Here is a powerful habit that helps to build healthy Christ-centered friendships and leads to increasing joy. This is not complicated; you don’t need to be a relational Ninja to do this. You can express your appreciation directly and simply (“I appreciate the way you . . .”). You can tell them, like Paul does, that you thank God for them. You can express appreciation to God as you pray with them. You can “gossip” your appreciation to others.
What hinders us from practicing this and modeling it others? Do any of these answers sound familiar?

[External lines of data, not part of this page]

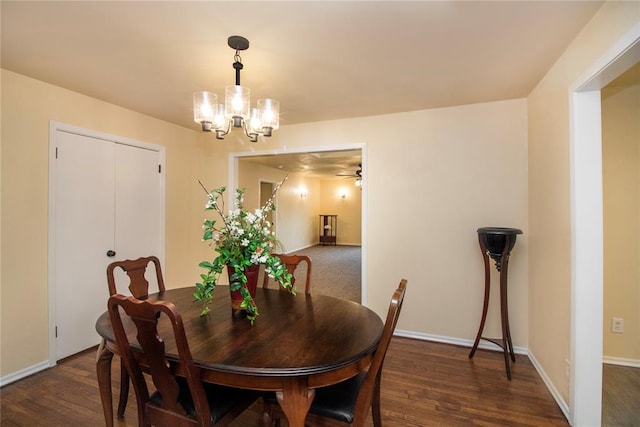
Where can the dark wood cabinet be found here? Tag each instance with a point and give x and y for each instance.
(328, 229)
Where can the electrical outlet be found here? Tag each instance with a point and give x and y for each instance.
(617, 325)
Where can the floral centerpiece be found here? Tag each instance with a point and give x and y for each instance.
(244, 239)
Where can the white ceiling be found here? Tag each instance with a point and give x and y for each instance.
(322, 60)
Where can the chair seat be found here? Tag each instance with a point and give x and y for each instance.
(336, 401)
(221, 399)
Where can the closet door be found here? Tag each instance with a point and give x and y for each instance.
(108, 206)
(84, 232)
(137, 207)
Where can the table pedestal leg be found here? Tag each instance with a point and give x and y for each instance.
(103, 370)
(295, 400)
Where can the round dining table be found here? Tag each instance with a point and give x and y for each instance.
(298, 343)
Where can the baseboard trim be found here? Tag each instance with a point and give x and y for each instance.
(621, 361)
(490, 346)
(23, 373)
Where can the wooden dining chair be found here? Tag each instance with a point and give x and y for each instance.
(349, 401)
(139, 287)
(177, 400)
(292, 262)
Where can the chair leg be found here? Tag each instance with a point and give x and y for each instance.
(267, 414)
(375, 404)
(124, 389)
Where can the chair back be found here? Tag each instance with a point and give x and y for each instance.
(135, 269)
(292, 262)
(167, 410)
(372, 379)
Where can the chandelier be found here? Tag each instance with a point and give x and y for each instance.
(236, 110)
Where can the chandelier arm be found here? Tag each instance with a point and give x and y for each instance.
(220, 133)
(253, 136)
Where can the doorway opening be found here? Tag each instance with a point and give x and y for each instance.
(315, 162)
(587, 231)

“I didn’t know this.” Well, you are ignorant no longer – God has enlightened you!
“I don’t see anything I appreciate.” Is it possible that you take the relationship for granted? How about thinking about this and asking God to help you see?
“He already knows that I appreciate him.” How does he know? How long ago did you tell him? How often do you tell him? Does God take this position with you?
“It feels awkward to express this.” Does that make it fake? Sincerity matters more to God than naturalness! As you practice this, it will become more natural and enjoyable.”
“I don’t want her to expect this from me.” Isn’t that issue between her and God? Isn’t this issue between you and God?
“This sounds like work.” It is – Christ-centered friendships involve intentionality and practice. But it is good work, if you can get it!
SUMMARIZE: Don’t specialize! These are like the legs of a stool – each is necessary if you want to sit on it. Which leg is the Holy Spirit showing you needs attention? What step is He asking you to take to do this? He will empower you, bless others, and increase your joy as you do this!
 For a summary, see Robert Waldinger: “What makes a good life? Lessons from the longest study on happiness” on TED.com.
 Ajith Fernando, The Fullness of Christ (London: Keswick Ministries, 2007), pp. 88,89.